LAS VEGAS (AP) — A Las Vegas lawyer will have to pay a $335,000 penalty for improperly insisting on filing a court case for Cristiano Ronaldo to shell out millions of dollars to a woman who accused him of raping her in 2009. .
The sanction was imposed by a judge once morest the lawyer of the woman from the state of Nevada with whom Cristiano had already reached a previous arrangement through which he had paid $375,000 in exchange for leaving behind the accusations.
“I find that Ronaldo would not have incurred most of the fees and costs that he should have covered in this litigation if the defendant’s judge had not shown this bad faith,” U.S. District Judge Jennifer Dorsey determined in an 18-page ruling.
The judge in Las Vegas said Leslie Mark Stovall, attorney for whistleblower Kathryn Mayorga, is personally responsible for paying Cristiano’s lawyers, led by Peter Christiansen and Kendelee Works.
Stovall and his associates in the case, Ross Moynihan and Larissa Drohobyczer, did not return phone and email messages Wednesday seeking comment on Tuesday’s ruling.

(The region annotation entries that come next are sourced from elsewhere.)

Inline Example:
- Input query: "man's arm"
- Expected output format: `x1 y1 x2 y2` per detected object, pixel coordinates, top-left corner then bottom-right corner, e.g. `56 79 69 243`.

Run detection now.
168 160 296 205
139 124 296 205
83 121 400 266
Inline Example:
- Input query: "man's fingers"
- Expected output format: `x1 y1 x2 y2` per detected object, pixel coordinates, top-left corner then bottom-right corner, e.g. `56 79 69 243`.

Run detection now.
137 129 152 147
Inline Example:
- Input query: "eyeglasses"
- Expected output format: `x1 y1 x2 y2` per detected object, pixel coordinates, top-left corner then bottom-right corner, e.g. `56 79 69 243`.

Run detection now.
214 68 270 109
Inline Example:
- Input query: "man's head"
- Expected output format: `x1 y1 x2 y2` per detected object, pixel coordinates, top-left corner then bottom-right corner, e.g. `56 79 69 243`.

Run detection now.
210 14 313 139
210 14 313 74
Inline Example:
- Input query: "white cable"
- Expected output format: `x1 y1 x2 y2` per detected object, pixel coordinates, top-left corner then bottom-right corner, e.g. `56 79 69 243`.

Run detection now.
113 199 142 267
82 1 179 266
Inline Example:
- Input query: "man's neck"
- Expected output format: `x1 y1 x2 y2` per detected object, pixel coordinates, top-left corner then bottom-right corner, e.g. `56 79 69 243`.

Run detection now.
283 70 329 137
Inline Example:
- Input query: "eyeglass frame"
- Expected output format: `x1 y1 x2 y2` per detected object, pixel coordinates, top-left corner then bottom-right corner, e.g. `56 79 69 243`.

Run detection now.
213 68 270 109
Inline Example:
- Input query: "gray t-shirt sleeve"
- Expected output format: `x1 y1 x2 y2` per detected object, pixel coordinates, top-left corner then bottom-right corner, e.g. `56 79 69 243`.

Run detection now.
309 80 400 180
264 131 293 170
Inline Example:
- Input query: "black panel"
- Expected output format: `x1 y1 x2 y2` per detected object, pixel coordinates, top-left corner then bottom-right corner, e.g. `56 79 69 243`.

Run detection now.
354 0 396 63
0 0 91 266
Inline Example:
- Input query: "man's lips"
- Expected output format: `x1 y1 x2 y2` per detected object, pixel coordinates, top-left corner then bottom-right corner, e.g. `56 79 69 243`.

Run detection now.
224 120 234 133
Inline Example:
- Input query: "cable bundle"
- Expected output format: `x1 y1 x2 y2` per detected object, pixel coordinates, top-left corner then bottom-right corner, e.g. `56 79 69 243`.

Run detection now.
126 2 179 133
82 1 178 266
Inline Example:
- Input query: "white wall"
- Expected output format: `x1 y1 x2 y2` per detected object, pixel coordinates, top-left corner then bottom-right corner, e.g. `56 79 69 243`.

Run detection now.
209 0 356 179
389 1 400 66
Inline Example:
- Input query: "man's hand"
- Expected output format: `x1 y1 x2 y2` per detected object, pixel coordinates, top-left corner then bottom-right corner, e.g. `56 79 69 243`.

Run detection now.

In a related case, a Nevada state judge, who nearly mistakenly disclosed a series of documents long kept secret in August, rejected Stovall’s attempt to obtain a court order to release crucial information.
Among those documents is a Las Vegas police report on Mayorga’s complaint once morest Ronaldo for the alleged rape.
“The decision on confidentiality is final,” Judge Jasmin Lilly-Spells ruled in her ruling, also issued Tuesday.
Lilly-Spells recalled Dorsey’s previous failures to prevent the public from learning the results of police investigations, a confidentiality agreement reached in 2010 between Cristiano and Mayorga, and allegedly stolen files on discussions between the footballer and his lawyers.
The New York Times had launched a fight to release the files in federal court. Another newspaper, the Las Vegas Review-Journal, took the case before Lilly-Spells in state court.
Christiansen welcomed the federal and state rulings, as well as previous ones issued in the case by a federal magistrate in Las Vegas. He considered that these show “that hard-working judges do not allow lawyers to abuse the system.”
But the rulings do not mark the end of more than four years of legal wrangling.
Stovall is asking the 9th US Circuit Court of Appeals in San Francisco to reverse the June decision by Dorsey, who dismissed the civil lawsuit filed by Mayorga in September 2018 in state court and transferred in January 2019 before a federal court.
If Stovall also appeals the monetary penalty, the appellate judges might consider all the issues together.